Ergüden, konuyla ilgili Edirne önceki dönem Valisi Kürşat Kırbıyık ile görüşme gerçekleştirdiklerini belirterek; “Sayın Valimiz farklı bir göreve atanınca görüşmelerimiz ilerleyemedi. Yeni Valimiz Yunus Sezer ile konu hakkında görüşmek düşüncesindeyiz. Şunun altını çizmek lazım; bu çalışma, Edirne’de konuyla ilgili tüm kamu kurumlarının el birliği yapması gereken bir konudur. Bu anlamda proje ve onay süreçlerinin ve sonrasında inşa süreçlerinin kolaylaştırılmasına yönelik bazı adımlar atılması gerekiyor” ifadelerini kullandı.
“LAZER RÖLÖVE CİHAZLARININ KULLANIMI İÇİN ADIMLAR ATILMALI”

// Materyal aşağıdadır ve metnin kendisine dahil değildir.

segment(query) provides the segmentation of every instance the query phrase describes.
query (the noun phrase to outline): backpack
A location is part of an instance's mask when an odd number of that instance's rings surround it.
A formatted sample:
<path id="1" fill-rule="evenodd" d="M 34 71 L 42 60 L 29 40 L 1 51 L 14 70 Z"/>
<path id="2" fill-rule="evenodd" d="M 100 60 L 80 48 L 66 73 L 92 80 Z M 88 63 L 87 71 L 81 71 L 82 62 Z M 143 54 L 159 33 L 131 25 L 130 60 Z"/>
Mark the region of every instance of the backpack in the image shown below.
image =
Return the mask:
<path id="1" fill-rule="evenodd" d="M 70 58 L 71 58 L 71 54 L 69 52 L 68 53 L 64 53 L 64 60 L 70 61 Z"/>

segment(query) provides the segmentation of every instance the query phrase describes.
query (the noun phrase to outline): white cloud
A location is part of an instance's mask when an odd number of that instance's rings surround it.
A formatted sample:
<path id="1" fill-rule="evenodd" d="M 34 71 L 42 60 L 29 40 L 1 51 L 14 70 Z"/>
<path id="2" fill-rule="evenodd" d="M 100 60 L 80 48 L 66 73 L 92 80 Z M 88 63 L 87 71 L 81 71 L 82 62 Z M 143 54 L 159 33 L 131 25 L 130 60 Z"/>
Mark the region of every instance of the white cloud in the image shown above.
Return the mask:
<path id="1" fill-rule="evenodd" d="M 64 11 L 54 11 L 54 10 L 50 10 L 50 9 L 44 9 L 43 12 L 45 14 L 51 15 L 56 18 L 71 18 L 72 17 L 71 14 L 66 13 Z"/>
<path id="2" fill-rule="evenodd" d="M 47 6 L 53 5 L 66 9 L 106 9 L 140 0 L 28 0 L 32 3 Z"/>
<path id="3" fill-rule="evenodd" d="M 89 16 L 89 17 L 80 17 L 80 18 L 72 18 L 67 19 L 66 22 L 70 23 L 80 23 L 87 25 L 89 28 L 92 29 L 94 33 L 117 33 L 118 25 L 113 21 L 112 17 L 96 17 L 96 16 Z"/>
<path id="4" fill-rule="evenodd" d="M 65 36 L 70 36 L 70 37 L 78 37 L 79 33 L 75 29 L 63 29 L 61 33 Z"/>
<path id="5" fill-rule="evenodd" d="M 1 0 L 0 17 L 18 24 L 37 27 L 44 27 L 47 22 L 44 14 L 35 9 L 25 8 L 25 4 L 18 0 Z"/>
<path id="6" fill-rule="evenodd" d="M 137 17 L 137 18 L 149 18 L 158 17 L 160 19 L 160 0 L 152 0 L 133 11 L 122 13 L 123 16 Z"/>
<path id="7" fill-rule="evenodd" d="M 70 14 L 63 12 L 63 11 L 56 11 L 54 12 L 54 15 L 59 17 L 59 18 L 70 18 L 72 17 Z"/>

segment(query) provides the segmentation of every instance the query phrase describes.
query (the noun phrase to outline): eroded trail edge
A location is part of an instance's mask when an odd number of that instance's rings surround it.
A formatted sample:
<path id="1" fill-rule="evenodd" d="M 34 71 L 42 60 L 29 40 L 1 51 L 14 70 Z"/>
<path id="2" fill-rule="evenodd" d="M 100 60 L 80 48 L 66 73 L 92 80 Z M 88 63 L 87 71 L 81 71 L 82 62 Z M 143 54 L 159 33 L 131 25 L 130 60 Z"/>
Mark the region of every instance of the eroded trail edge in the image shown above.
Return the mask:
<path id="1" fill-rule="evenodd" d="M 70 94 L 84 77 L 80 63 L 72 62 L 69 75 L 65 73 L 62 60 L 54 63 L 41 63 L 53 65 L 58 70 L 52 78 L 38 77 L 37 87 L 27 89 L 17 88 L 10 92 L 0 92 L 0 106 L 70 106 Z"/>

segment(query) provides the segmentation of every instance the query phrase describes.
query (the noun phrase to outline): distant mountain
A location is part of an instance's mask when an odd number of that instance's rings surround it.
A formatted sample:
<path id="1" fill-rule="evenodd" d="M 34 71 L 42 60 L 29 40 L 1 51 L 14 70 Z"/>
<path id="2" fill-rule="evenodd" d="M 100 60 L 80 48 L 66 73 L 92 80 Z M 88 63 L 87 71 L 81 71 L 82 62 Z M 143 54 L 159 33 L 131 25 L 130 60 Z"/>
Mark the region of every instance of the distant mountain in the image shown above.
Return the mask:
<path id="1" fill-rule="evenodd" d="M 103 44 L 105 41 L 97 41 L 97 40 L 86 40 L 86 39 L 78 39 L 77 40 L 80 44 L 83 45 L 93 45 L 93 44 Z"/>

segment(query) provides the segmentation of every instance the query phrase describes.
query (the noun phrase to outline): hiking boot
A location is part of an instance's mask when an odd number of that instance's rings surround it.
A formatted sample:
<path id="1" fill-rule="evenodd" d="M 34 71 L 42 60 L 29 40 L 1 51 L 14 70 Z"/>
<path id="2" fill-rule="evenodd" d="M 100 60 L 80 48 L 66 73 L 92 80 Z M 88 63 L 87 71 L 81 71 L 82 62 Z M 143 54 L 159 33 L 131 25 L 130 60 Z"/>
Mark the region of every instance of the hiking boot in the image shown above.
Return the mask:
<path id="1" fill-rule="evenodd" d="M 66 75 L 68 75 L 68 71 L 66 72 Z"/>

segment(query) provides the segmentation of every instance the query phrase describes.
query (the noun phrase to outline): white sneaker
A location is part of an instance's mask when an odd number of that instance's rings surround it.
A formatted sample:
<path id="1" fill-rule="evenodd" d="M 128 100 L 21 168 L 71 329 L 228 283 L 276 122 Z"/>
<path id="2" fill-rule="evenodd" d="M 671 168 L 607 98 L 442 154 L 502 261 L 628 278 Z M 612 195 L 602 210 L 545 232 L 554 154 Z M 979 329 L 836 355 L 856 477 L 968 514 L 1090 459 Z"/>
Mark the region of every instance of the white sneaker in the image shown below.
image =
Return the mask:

Konakların, en önemli bürokratik çalışmasını rölövenin oluşturduğuna dikkat çeken Ergüden; “Rölöve, yapının ve yakın çevrenin mevcut durumunun kâğıda tespit edilerek işlendiği projelerdir. Rölöve projelerinin hazırlanması, restorasyon konusunda uzmanlığı olan, rölöve projesinde tecrübesi olan az sayıda mimar tarafından icra edilen bir süreçtir. Edirne’mizde de bu işleri yapan sayısı azda olsa mimarlar var. Tüm meslektaşlarımızı, mimarları bu alana teşvik etme amacıyla teknolojiden faydalanmak ve bu teknolojilerin kullanımını kolaylaştırmak gerekiyor. Lazer ölçüm cihazı dediğimiz, rölöve amacıyla kullanılan birtakım cihazlar var. Bu cihazlar, satın alınması durumunda çok ciddi bir maliyeti olan, fakat kiralama ya da kamu elinde olan envanterin kullanılması yönünde daha ekonomik olabilen birtakım adımlar atılabilir. Örneğin; elinde cihaz envanteri bulunan uygun kamu kurumları üzerinden mimarlar odası koordinasyonuyla uygun bir maliyet tanımlanabilirse çok önemli bir aşamayı atlamayı sağlıyor” dedi.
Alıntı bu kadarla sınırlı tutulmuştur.